Enquanto os ataques mortais e destrutivos se intensificaram nas últimas semanas, os manifestantes veem esta manobra política como uma traição. Uma traição não só ao país, porque este retrocesso democrático ameaça afastar as chances de adesão à União Europeia e enfraquecer o apoio dos países ocidentais às vésperas de uma nova ofensiva russa temida para este verão. Mas também uma traição aos ideais democráticos de Maidan: “Estamos de volta a 2013?”, está escrito nos cartazes. Para Denys Pilash, essas referências a Maidan não vêm apenas daqueles que participaram dela, há 11 anos, mas também dessa nova geração para quem os eventos do inverno de 2013-2014 se tornaram uma espécie de “tradição lendária”.

Zelensky recua, mas os manifestantes não

Diante das críticas de seus aliados e da mobilização determinada da população, Zelensky recuou e anunciou à imprensa em 24 de julho que uma nova lei havia sido apresentada naquele dia ao Parlamento. Ela deve ser estudada durante uma sessão extraordinária em 31 de julho. Zelensky disse à imprensa “que deveria ter havido diálogo” com a sociedade civil.

No entanto, Denys Pilash explica-nos que nunca há diálogo, mesmo no parlamento. Este tipo de votação de última hora é bastante comum. “Foi a gota que fez transbordar o copo. As pessoas sabem que a NABU e a SAPO não são suficientemente eficazes, mas é melhor do que nada.”

O Centro de Ação Anticorrupção (AnTAC), criado pelo ativista Vitaliy Shabunin, saúda a mobilização popular e se alegra com este anúncio do presidente, afirmando em um comunicado publicado em suas redes que este projeto de lei restauraria tudo o que foi destruído pela lei nº 12414 de 22 de julho. Mas a organização continua cautelosa, temendo que, durante o atraso desta semana, as disposições previstas na lei nº 12414 permitam que vários casos sejam enterrados: “mesmo um atraso de uma semana pode ser suficiente para destruir uma infinidade de procedimentos da NABU e da SAPO contra altos funcionários corruptos. Recordemos que, neste parlamento, mais de 50 deputados já são suspeitos ou acusados de atos criminosos. E a maioria deles, precisamente por casos de corrupção tratados pela NABU e pela SAPO.”

Os apelos à mobilização continuam, portanto, e nesta noite, sexta-feira, 25 de julho, novas manifestações ocorreram. “O presidente fez sua declaração, mas não há garantias. A única garantia que as pessoas têm é a pressão nas ruas por meio da mobilização”, diz Denys Pilash.

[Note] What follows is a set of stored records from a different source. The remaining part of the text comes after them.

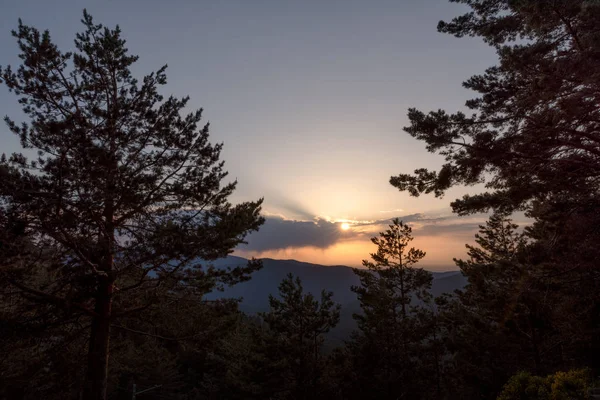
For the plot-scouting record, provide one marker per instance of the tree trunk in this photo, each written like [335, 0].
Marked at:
[97, 369]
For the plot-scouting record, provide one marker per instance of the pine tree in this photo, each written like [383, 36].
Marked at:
[503, 320]
[390, 334]
[298, 323]
[121, 195]
[533, 134]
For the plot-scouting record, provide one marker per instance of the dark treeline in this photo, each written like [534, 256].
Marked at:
[118, 195]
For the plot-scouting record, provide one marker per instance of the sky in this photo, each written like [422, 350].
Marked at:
[308, 97]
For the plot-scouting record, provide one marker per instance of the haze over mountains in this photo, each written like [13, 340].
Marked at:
[315, 278]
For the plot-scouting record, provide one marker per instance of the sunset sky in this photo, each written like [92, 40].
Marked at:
[309, 98]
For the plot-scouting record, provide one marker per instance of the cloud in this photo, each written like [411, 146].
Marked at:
[280, 233]
[391, 211]
[453, 229]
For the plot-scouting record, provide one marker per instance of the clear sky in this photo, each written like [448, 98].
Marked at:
[309, 97]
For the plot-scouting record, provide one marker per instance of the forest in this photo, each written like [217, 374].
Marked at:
[113, 213]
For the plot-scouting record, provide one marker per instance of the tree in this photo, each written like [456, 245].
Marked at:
[125, 194]
[570, 385]
[298, 323]
[533, 138]
[504, 320]
[390, 334]
[534, 131]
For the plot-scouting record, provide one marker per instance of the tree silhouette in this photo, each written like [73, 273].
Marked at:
[389, 325]
[121, 195]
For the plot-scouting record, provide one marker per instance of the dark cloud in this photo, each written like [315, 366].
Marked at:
[278, 233]
[410, 218]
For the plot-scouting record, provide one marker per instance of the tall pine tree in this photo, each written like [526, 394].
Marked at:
[389, 338]
[121, 191]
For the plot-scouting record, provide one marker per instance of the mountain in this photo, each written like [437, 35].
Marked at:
[315, 278]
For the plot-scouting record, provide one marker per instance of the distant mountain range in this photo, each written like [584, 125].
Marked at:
[315, 278]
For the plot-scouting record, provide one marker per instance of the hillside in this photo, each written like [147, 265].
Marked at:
[315, 278]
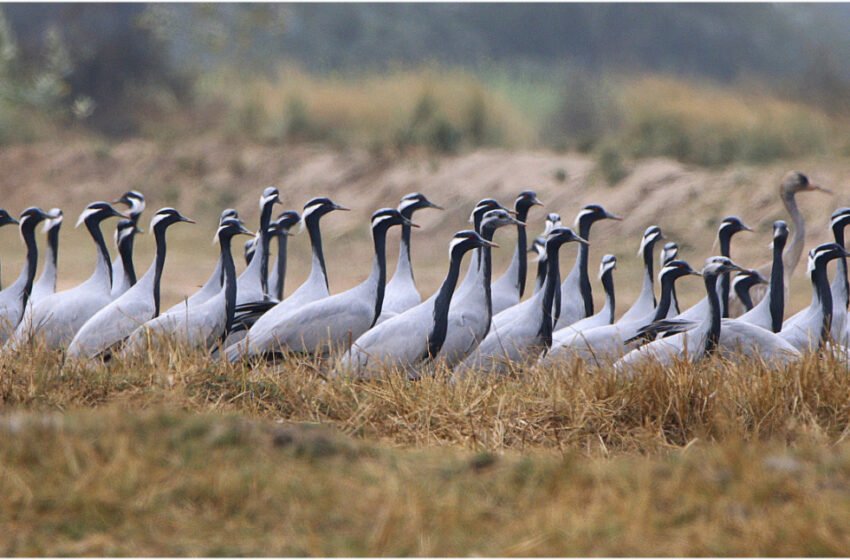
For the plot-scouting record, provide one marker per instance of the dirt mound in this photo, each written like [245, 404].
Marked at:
[201, 176]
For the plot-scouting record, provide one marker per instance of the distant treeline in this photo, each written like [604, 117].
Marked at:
[120, 59]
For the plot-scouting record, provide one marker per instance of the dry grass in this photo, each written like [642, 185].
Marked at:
[424, 107]
[177, 454]
[709, 125]
[163, 482]
[567, 406]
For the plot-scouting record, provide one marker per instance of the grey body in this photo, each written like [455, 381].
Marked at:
[139, 304]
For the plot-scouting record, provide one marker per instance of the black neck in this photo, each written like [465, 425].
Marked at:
[441, 307]
[404, 248]
[583, 253]
[93, 225]
[521, 248]
[379, 236]
[487, 271]
[821, 281]
[53, 243]
[668, 285]
[777, 286]
[608, 286]
[649, 268]
[316, 243]
[838, 233]
[229, 270]
[281, 265]
[541, 274]
[553, 277]
[125, 252]
[742, 290]
[713, 336]
[265, 240]
[159, 236]
[28, 233]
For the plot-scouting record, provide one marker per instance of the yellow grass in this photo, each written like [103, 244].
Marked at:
[182, 456]
[708, 124]
[372, 109]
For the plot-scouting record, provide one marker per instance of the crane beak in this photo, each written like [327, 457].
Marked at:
[819, 188]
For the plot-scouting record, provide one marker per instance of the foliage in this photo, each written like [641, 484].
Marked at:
[161, 482]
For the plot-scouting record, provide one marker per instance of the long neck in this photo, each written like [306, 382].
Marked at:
[840, 283]
[794, 250]
[487, 271]
[776, 297]
[229, 269]
[648, 283]
[742, 290]
[553, 277]
[28, 233]
[52, 261]
[725, 278]
[712, 322]
[608, 286]
[403, 266]
[159, 263]
[541, 275]
[581, 262]
[125, 253]
[520, 255]
[281, 265]
[441, 307]
[825, 295]
[265, 240]
[318, 253]
[103, 266]
[378, 277]
[668, 285]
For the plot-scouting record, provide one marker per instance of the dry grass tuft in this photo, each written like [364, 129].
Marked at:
[109, 482]
[568, 406]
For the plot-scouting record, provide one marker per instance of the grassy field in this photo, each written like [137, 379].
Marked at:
[175, 455]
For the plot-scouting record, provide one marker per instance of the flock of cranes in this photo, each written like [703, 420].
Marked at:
[475, 325]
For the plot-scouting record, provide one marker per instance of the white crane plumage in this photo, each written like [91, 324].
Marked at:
[524, 331]
[414, 337]
[112, 324]
[509, 288]
[644, 305]
[13, 299]
[57, 318]
[576, 301]
[401, 293]
[205, 324]
[331, 323]
[46, 283]
[470, 315]
[123, 271]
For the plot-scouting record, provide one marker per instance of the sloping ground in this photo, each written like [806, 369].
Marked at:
[201, 176]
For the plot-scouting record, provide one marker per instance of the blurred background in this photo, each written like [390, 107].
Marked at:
[675, 114]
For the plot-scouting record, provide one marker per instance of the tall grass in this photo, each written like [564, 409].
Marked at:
[165, 483]
[707, 125]
[443, 110]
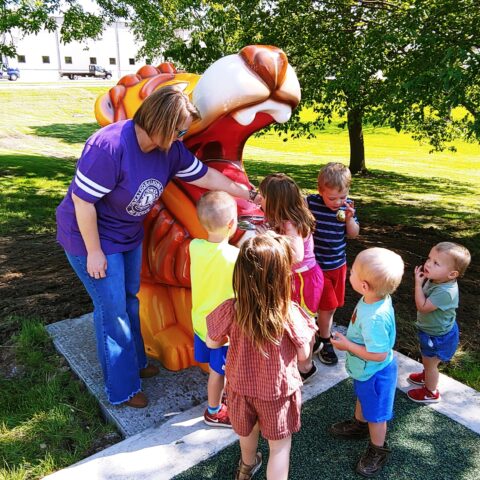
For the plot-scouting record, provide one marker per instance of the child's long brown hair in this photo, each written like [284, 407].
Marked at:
[262, 286]
[284, 201]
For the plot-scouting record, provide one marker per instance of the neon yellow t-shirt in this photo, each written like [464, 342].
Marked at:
[211, 274]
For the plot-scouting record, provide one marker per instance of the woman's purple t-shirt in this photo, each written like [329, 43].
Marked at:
[124, 183]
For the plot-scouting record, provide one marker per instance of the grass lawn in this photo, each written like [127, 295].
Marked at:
[47, 420]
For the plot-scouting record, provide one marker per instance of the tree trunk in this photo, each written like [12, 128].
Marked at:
[357, 146]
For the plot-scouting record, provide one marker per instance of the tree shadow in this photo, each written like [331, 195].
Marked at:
[67, 132]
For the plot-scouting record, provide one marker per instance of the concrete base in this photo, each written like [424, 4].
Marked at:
[169, 393]
[172, 445]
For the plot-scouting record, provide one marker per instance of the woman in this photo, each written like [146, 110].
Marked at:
[123, 170]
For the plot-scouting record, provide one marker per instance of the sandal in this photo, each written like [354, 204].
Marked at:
[246, 472]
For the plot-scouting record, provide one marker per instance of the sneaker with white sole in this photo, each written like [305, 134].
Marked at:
[423, 395]
[219, 419]
[417, 378]
[306, 377]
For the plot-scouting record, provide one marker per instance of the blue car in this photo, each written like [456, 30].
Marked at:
[9, 72]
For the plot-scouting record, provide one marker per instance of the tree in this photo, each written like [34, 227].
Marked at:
[401, 63]
[405, 64]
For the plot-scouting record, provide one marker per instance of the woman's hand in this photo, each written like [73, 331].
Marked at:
[97, 264]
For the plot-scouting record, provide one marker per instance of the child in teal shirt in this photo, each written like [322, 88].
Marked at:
[375, 274]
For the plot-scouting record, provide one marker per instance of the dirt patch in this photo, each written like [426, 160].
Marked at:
[37, 281]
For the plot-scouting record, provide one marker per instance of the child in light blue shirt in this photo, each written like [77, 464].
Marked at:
[375, 274]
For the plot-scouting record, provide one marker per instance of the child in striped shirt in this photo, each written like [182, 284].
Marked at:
[336, 221]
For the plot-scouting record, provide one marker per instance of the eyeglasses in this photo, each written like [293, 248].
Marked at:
[181, 133]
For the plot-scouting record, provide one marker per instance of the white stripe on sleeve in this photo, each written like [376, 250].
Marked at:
[87, 189]
[94, 185]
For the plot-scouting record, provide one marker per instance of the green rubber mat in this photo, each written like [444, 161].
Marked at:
[425, 445]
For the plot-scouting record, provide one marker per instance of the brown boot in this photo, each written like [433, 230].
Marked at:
[139, 400]
[149, 371]
[246, 472]
[373, 460]
[351, 428]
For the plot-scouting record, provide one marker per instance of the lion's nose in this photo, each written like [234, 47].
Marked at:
[268, 62]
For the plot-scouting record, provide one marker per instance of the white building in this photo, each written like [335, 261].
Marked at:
[41, 57]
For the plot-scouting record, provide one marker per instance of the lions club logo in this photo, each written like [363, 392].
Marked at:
[147, 194]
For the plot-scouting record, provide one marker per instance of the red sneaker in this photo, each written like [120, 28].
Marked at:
[417, 378]
[219, 419]
[423, 395]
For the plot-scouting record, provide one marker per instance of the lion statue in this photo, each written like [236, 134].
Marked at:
[236, 96]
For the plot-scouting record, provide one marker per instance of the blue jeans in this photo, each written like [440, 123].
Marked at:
[120, 347]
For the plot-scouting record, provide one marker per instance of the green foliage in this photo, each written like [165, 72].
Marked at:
[47, 419]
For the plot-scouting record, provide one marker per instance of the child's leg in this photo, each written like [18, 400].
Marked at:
[249, 445]
[279, 459]
[216, 384]
[430, 364]
[378, 432]
[306, 365]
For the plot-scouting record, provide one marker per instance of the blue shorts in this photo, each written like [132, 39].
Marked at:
[215, 357]
[442, 346]
[377, 394]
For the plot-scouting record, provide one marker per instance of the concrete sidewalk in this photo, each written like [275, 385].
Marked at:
[183, 440]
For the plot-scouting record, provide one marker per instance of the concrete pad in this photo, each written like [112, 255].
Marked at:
[169, 392]
[165, 450]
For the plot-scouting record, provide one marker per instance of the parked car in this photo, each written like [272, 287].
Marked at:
[93, 71]
[9, 72]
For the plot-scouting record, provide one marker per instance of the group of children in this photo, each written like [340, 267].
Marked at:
[259, 303]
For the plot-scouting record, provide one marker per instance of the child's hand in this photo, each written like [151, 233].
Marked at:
[349, 210]
[340, 341]
[419, 275]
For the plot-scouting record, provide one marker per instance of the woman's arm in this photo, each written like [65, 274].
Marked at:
[87, 223]
[214, 180]
[341, 342]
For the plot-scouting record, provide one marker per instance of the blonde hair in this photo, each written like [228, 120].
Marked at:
[284, 202]
[334, 175]
[215, 210]
[460, 255]
[162, 112]
[262, 286]
[382, 269]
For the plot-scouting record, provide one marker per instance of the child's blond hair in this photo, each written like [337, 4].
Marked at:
[262, 286]
[216, 210]
[284, 202]
[460, 255]
[334, 175]
[382, 269]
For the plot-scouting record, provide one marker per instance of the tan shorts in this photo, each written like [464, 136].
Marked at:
[277, 419]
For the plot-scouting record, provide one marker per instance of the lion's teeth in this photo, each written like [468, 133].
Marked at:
[279, 111]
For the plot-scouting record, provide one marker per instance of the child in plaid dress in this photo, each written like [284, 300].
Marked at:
[268, 334]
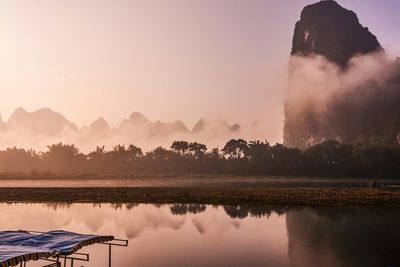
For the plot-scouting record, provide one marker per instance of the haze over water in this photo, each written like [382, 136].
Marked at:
[199, 235]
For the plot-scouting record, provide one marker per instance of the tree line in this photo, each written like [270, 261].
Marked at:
[237, 157]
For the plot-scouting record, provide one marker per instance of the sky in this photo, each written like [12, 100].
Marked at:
[168, 59]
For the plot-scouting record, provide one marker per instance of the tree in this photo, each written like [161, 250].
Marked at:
[198, 150]
[235, 148]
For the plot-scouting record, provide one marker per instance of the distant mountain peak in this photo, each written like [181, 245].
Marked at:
[326, 28]
[43, 121]
[138, 116]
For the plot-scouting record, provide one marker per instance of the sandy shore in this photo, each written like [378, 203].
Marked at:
[332, 197]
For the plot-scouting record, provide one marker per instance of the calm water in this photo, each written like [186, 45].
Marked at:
[199, 235]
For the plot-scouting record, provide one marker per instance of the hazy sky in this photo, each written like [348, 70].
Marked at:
[168, 59]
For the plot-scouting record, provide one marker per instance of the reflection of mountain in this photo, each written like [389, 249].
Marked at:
[241, 212]
[182, 209]
[348, 237]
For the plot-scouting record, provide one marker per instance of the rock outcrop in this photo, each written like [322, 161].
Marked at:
[342, 86]
[325, 28]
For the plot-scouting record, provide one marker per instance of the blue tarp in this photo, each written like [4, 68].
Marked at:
[64, 243]
[18, 246]
[14, 237]
[14, 255]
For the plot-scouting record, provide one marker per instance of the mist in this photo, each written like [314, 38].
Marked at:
[358, 103]
[39, 129]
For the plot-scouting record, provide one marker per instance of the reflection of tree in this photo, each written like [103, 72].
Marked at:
[348, 237]
[182, 209]
[240, 212]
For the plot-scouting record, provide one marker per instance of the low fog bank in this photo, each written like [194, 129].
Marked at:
[358, 103]
[38, 129]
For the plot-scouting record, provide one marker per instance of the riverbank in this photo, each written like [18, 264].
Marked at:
[291, 197]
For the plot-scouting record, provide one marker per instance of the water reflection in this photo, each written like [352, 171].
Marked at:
[346, 237]
[200, 235]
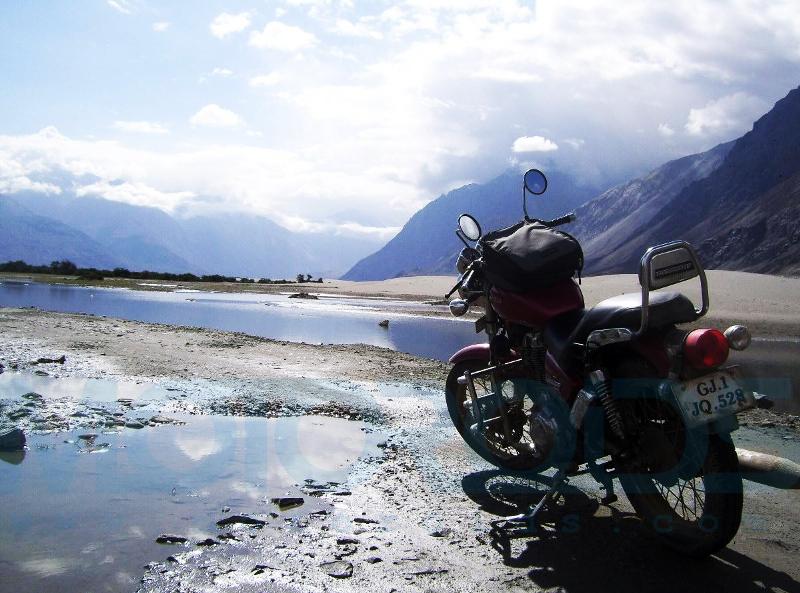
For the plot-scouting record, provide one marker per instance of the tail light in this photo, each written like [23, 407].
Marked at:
[705, 348]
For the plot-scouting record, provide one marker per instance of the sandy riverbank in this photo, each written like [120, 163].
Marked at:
[769, 305]
[418, 517]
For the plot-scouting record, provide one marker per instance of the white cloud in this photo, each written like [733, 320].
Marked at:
[214, 116]
[137, 193]
[225, 24]
[724, 115]
[665, 130]
[355, 29]
[282, 37]
[123, 6]
[263, 80]
[216, 177]
[574, 143]
[533, 144]
[141, 127]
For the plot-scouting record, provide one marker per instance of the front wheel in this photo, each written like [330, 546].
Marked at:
[492, 445]
[696, 515]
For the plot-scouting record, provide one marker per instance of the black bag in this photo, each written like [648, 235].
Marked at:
[530, 255]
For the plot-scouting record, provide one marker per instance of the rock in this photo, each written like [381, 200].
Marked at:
[161, 420]
[18, 413]
[171, 539]
[430, 571]
[288, 502]
[12, 440]
[303, 295]
[60, 360]
[240, 520]
[338, 569]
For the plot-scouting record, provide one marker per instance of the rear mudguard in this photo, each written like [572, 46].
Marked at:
[478, 352]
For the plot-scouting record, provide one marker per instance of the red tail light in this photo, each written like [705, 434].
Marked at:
[705, 348]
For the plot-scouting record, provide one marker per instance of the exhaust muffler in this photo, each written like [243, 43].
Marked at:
[769, 470]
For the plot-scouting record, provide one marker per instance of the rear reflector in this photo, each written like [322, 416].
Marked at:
[705, 348]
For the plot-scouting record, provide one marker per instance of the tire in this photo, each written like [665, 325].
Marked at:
[685, 485]
[489, 448]
[689, 533]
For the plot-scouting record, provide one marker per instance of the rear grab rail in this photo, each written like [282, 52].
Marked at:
[668, 264]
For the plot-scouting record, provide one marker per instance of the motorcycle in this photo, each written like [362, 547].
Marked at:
[618, 391]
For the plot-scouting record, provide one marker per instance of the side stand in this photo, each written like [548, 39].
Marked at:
[528, 519]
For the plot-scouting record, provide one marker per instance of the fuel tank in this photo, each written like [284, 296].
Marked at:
[534, 308]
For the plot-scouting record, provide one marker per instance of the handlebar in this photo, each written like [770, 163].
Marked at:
[464, 277]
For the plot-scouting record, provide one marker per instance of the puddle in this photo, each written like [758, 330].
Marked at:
[14, 385]
[84, 515]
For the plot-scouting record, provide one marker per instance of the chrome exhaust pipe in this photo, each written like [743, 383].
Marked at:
[769, 470]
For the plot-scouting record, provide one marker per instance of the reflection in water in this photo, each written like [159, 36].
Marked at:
[336, 320]
[12, 457]
[78, 389]
[71, 521]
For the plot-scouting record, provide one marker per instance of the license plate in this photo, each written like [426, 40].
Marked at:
[712, 396]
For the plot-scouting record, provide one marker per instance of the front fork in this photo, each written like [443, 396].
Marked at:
[490, 404]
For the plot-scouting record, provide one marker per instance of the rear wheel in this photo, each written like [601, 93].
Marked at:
[492, 445]
[685, 485]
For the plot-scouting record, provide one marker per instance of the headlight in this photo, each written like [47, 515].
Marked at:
[459, 307]
[738, 337]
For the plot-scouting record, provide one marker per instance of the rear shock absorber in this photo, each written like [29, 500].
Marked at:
[603, 390]
[533, 355]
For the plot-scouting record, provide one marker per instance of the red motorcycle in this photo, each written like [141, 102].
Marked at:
[618, 390]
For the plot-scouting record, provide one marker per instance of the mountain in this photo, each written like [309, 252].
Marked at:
[40, 240]
[99, 232]
[604, 224]
[427, 243]
[738, 204]
[743, 215]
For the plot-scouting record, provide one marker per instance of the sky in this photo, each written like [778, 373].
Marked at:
[347, 117]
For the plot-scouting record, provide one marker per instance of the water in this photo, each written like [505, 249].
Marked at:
[78, 388]
[331, 319]
[82, 516]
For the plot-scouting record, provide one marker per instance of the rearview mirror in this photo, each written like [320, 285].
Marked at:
[469, 227]
[535, 182]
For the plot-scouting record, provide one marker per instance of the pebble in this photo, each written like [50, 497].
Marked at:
[288, 502]
[171, 539]
[12, 440]
[242, 520]
[338, 569]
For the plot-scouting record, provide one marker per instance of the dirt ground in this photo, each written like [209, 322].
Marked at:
[417, 518]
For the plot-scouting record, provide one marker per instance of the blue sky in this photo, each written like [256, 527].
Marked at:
[348, 116]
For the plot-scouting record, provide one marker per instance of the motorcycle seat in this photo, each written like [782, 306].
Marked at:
[574, 327]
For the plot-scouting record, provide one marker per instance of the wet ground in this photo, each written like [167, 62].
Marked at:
[411, 510]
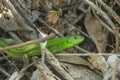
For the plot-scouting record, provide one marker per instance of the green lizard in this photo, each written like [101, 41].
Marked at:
[54, 45]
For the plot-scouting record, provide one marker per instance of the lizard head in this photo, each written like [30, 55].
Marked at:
[75, 39]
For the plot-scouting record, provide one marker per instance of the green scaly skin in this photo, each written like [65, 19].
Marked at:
[54, 45]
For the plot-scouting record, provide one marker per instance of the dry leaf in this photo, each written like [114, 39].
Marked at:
[95, 30]
[98, 62]
[53, 16]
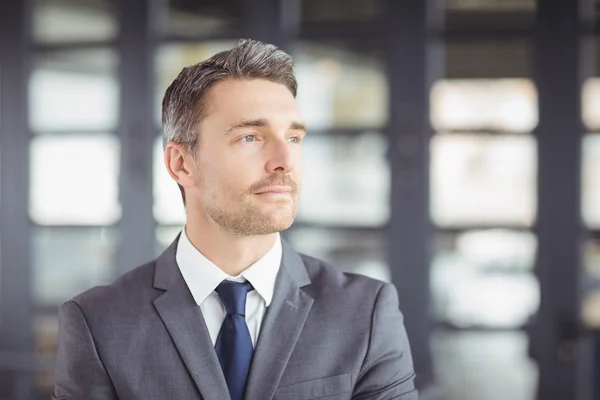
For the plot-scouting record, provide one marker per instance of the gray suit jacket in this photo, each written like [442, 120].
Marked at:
[326, 335]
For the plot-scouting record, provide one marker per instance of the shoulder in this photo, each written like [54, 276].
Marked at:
[330, 283]
[132, 288]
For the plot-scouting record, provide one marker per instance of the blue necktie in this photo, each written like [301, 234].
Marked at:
[234, 345]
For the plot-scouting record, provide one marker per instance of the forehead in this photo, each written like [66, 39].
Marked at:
[233, 99]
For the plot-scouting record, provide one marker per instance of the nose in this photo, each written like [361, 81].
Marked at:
[281, 157]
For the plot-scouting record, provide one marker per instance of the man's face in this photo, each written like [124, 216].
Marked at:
[249, 157]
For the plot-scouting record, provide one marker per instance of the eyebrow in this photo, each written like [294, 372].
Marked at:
[261, 123]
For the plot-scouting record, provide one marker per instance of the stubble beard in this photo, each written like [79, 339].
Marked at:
[241, 217]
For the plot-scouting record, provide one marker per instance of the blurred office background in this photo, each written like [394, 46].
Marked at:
[452, 150]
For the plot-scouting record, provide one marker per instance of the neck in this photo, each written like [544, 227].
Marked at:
[231, 253]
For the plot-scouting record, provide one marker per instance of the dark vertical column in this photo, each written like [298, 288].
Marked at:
[561, 65]
[412, 68]
[16, 309]
[272, 21]
[137, 131]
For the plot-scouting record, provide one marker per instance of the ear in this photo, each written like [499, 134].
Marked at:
[176, 158]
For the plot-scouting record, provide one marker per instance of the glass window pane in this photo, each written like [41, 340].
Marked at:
[591, 103]
[591, 181]
[483, 179]
[341, 10]
[339, 87]
[193, 18]
[485, 279]
[67, 261]
[508, 105]
[346, 180]
[45, 328]
[74, 180]
[351, 251]
[482, 59]
[168, 204]
[74, 20]
[490, 5]
[590, 310]
[484, 365]
[74, 90]
[171, 59]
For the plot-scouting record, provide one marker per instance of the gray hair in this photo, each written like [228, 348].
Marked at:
[185, 103]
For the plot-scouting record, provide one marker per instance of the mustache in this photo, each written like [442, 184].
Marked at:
[274, 180]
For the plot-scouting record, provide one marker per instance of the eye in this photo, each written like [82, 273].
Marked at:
[248, 138]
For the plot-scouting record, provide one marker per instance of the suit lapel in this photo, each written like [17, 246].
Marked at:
[281, 327]
[185, 323]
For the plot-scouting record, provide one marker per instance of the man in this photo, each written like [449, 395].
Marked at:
[230, 310]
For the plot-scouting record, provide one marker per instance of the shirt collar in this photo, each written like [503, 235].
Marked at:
[202, 276]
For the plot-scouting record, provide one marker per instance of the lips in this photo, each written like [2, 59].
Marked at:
[275, 190]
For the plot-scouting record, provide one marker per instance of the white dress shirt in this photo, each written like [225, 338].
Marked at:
[202, 278]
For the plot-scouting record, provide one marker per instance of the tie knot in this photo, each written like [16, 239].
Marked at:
[233, 296]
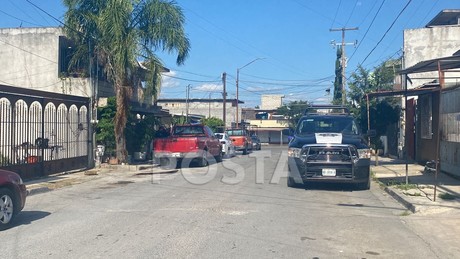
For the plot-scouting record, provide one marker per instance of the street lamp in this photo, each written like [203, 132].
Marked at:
[237, 79]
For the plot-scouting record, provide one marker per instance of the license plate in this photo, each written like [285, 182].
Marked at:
[328, 172]
[176, 154]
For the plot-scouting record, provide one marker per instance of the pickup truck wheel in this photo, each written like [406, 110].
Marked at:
[202, 161]
[167, 163]
[365, 185]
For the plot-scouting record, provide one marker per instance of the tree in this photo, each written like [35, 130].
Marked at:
[337, 98]
[382, 111]
[293, 111]
[117, 35]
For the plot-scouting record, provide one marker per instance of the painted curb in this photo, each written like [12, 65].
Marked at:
[34, 191]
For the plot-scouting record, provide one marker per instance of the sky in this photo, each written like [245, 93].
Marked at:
[282, 47]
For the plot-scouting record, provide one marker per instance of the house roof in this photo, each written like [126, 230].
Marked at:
[425, 89]
[196, 100]
[446, 17]
[444, 63]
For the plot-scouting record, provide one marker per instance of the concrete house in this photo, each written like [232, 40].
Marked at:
[47, 110]
[436, 45]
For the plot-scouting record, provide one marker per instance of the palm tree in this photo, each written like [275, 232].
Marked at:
[118, 35]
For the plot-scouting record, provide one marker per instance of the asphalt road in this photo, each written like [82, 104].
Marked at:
[235, 213]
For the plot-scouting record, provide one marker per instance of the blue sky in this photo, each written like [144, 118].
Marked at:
[290, 38]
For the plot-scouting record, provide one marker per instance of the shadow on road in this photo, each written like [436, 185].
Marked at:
[27, 217]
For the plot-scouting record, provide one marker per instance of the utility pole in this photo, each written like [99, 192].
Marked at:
[186, 103]
[237, 81]
[344, 61]
[224, 98]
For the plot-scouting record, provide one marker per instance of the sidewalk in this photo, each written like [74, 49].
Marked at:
[419, 194]
[52, 182]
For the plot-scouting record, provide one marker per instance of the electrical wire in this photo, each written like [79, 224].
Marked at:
[386, 32]
[336, 12]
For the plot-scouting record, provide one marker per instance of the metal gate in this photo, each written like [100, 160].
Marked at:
[43, 133]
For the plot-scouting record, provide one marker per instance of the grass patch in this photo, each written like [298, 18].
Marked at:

A AnTAC exige, portanto, a revogação imediata da lei n.º 12414, sem esperar uma semana, lembrando que Zelensky já convocou parlamentares de férias no passado.

O presidente declarou que “era muito importante para [ele] que ouvíssemos e respondêssemos adequadamente. O povo pediu mudanças. Nós respondemos”.

A falta de reação de seus parceiros europeus nos últimos meses aos excessos de poder provavelmente permitiu a Zelensky ir ainda mais longe com esta lei nº 12414, mas foi de fato a mobilização da sociedade ucraniana que o trouxe à ordem e desacelerou seu ímpeto.

Ninguém duvidava disso, é uma das lições tiradas de Maidan e destes últimos dez anos: a sociedade ucraniana sabe que só pode contar consigo mesma e não espera nada das classes dirigentes ucranianas ou europeias.